JACKIE SHERRILL – FOOTBALL – COACHING | Born November 28, 1943 in Duncan, OK. Sherrill played football at the University of Alabama and was a member of two consecutive National Championship teams. After his playing career, Sherrill was a graduate assistant at Alabama and Arkansas. He was an assistant coach at Iowa State and Pittsburgh before receiving his first head coach position at Washington State in 1976. After one season at WSU, he returned to Pittsburgh, serving as head coach from 1977-1981. He was named the Walter Camp Coach of Year in 1981. In 1982, Sherrill became the head coach of Texas A&M and, from 1985-87, led them to three consecutive Southwest Conference Championships earning SWC Coach of the Year honors in all three seasons. He was the head coach at Mississippi State for 13 years and won the SEC Western Division in 1998. He is one of only two Division I-A head football coaches to ever lead three different schools to ten wins or more in a season. His overall record was 180-120-4.
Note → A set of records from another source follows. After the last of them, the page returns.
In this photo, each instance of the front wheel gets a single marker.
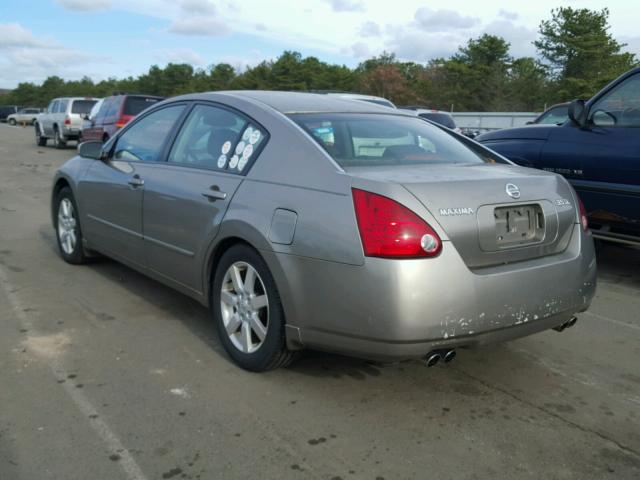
(67, 224)
(248, 312)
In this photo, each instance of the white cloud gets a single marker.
(26, 58)
(85, 5)
(508, 15)
(198, 6)
(346, 5)
(370, 29)
(15, 35)
(203, 26)
(443, 20)
(182, 55)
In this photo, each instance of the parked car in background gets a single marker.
(62, 121)
(363, 98)
(443, 118)
(6, 110)
(312, 221)
(88, 120)
(597, 150)
(114, 113)
(555, 115)
(24, 115)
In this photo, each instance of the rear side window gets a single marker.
(219, 139)
(82, 107)
(440, 118)
(144, 140)
(135, 105)
(355, 140)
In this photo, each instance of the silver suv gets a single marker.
(62, 120)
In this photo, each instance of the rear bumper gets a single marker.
(389, 309)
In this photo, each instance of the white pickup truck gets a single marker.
(62, 120)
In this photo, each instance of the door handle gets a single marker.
(214, 193)
(136, 181)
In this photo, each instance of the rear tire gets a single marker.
(58, 142)
(40, 140)
(67, 226)
(248, 312)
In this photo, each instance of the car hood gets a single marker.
(531, 132)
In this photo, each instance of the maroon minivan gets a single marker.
(116, 111)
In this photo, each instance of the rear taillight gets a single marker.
(390, 230)
(583, 215)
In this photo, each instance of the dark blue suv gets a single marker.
(597, 150)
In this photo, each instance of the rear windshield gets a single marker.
(441, 118)
(355, 140)
(134, 105)
(82, 106)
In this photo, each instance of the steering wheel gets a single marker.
(630, 117)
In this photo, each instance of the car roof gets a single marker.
(299, 102)
(418, 111)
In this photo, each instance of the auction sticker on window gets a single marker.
(248, 150)
(242, 162)
(254, 137)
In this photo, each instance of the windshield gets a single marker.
(82, 106)
(441, 118)
(134, 105)
(355, 140)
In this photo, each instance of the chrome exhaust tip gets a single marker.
(431, 359)
(449, 355)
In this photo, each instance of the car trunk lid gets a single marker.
(493, 214)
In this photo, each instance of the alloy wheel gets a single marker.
(245, 307)
(67, 226)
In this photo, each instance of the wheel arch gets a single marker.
(60, 183)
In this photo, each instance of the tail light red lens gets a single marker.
(583, 215)
(390, 230)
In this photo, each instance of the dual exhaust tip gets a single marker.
(568, 324)
(435, 356)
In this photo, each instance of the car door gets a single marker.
(46, 121)
(186, 198)
(111, 192)
(602, 160)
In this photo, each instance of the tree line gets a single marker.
(577, 56)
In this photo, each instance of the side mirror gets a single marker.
(90, 150)
(578, 113)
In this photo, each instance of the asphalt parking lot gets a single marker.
(105, 374)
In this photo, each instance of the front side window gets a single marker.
(620, 107)
(144, 140)
(82, 107)
(365, 140)
(216, 138)
(62, 106)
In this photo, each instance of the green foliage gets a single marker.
(580, 52)
(580, 56)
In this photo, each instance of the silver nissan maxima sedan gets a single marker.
(306, 221)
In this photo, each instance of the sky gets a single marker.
(120, 38)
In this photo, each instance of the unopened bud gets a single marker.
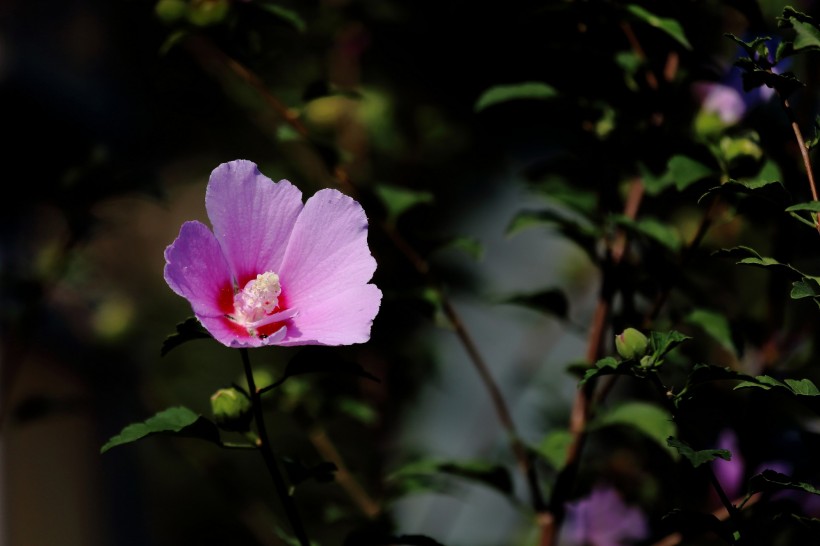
(232, 409)
(631, 344)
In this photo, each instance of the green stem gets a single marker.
(268, 455)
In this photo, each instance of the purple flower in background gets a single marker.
(727, 98)
(275, 271)
(603, 519)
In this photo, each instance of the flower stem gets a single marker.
(268, 456)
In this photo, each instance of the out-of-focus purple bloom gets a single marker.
(603, 519)
(730, 474)
(275, 271)
(727, 99)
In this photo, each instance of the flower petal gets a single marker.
(196, 270)
(232, 334)
(341, 319)
(252, 217)
(327, 253)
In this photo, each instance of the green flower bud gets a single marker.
(232, 409)
(169, 11)
(631, 343)
(203, 13)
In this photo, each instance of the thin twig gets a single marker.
(269, 457)
(804, 153)
(215, 60)
(342, 476)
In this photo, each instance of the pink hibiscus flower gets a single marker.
(275, 271)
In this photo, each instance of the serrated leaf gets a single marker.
(398, 200)
(176, 421)
(666, 24)
(288, 15)
(188, 330)
(700, 457)
(552, 301)
(518, 91)
(313, 359)
(770, 481)
(651, 420)
(716, 325)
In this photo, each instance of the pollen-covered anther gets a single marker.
(258, 299)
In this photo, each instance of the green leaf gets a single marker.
(517, 91)
(492, 475)
(398, 200)
(807, 287)
(770, 481)
(552, 301)
(315, 359)
(697, 458)
(469, 245)
(650, 419)
(664, 342)
(176, 421)
(666, 24)
(681, 172)
(609, 366)
(715, 325)
(798, 387)
(812, 206)
(705, 373)
(557, 189)
(584, 234)
(802, 387)
(655, 230)
(299, 473)
(807, 35)
(685, 171)
(288, 15)
(361, 411)
(749, 256)
(554, 448)
(785, 84)
(188, 330)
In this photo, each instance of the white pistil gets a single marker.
(255, 304)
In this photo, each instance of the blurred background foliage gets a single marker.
(115, 112)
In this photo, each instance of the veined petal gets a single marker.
(327, 253)
(196, 269)
(341, 319)
(252, 217)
GERALD WALLACE – BASKETBALL | Born July 23, 1982 in Sylacauga, AL. During his senior year at Childersburg High School, Wallace was named the Naismith Prep Player of the Year and First-Team Parade All-American. He played collegiately at the University of Alabama for one season and then declared for the NBA Draft. Wallace was selected by the Sacramento Kings with the 25th overall pick of the 2001 NBA Draft. He was later selected by the Charlotte Bobcats in the 2004 NBA Expansion Draft. In 2006, Wallace led the NBA in steals. He was an NBA All-Star in 2010 and was named NBA All-Defensive First-Team. Wallace is one of three players in NBA history to average at least two steals and two blocks per game over the course of an entire season. He was selected to the 2010–2012 USA Basketball Men’s National Team to represent the United States in the 2010 FIBA World Championship. Wallace also played with the Portland Trail Blazers, New Jersey/Brooklyn Nets, and Boston Celtics. He finished with 9,993 points, 4,838 rebounds, and 1,725 assists over his 15-year NBA career.
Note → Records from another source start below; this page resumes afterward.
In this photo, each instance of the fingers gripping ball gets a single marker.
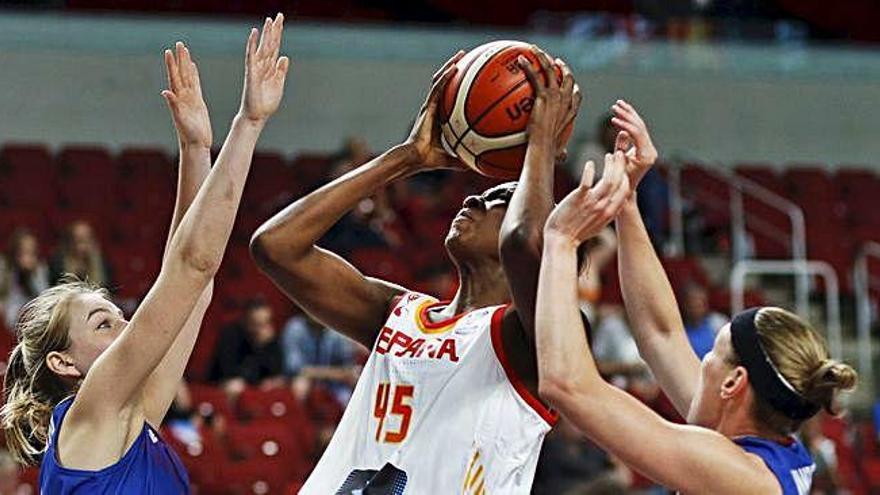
(485, 108)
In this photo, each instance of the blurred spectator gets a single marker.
(9, 475)
(248, 351)
(653, 199)
(700, 323)
(80, 255)
(567, 460)
(653, 194)
(23, 275)
(606, 484)
(876, 416)
(369, 224)
(355, 150)
(315, 354)
(181, 419)
(616, 353)
(824, 455)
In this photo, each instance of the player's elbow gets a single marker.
(557, 389)
(259, 249)
(201, 259)
(266, 249)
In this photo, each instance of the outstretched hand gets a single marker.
(424, 138)
(264, 72)
(588, 209)
(556, 103)
(184, 98)
(634, 140)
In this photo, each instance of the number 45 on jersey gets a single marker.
(393, 400)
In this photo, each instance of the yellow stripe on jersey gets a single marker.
(474, 483)
(434, 329)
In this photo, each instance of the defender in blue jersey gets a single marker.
(767, 372)
(85, 389)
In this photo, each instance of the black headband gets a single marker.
(768, 383)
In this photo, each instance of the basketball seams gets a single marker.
(462, 137)
(459, 113)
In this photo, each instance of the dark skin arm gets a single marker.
(521, 237)
(328, 288)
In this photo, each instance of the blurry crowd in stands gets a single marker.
(269, 389)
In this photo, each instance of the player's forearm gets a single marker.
(653, 312)
(161, 387)
(296, 229)
(201, 238)
(532, 201)
(193, 168)
(565, 364)
(647, 294)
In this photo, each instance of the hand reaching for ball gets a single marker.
(423, 143)
(556, 102)
(634, 140)
(265, 71)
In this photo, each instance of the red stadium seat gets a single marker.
(764, 175)
(684, 271)
(205, 460)
(25, 170)
(259, 477)
(382, 263)
(710, 194)
(312, 169)
(210, 401)
(270, 441)
(272, 184)
(280, 405)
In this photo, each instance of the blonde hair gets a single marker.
(32, 390)
(801, 356)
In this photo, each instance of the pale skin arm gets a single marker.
(655, 321)
(109, 403)
(685, 458)
(556, 106)
(193, 125)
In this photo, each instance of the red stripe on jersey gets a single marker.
(551, 417)
(426, 321)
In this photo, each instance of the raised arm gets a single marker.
(655, 321)
(556, 106)
(193, 124)
(326, 286)
(115, 382)
(685, 458)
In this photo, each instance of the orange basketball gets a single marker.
(485, 109)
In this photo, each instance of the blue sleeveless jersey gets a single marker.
(149, 467)
(791, 464)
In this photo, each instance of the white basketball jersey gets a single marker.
(439, 402)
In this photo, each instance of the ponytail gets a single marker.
(827, 381)
(25, 416)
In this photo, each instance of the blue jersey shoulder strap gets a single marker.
(791, 464)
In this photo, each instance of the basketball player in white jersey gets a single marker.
(447, 402)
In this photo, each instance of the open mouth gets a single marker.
(464, 214)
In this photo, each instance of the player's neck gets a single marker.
(477, 289)
(741, 424)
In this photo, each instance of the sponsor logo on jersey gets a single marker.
(399, 344)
RODDY WHITE – FOOTBALL | Born November 2, 1981 in Charleston, SC. White played college football at the University of Alabama-Birmingham from 2001-2004 where he amassed over 3,000 receiving yards and 26 touchdowns. During his senior season, White led the nation with 1,452 receiving yards. He was selected 27th overall by the Atlanta Falcons in the 2005 NFL Draft. In 2010, White was named First-Team All-Pro and led the NFL in receptions. He was also selected to four consecutive Pro Bowls from 2008-2011. White spent his entire 11-year NFL career with the Falcons and leads the franchise in career receiving touchdowns. He finished his career with 808 receptions, 10,863 yards, and 63 touchdowns.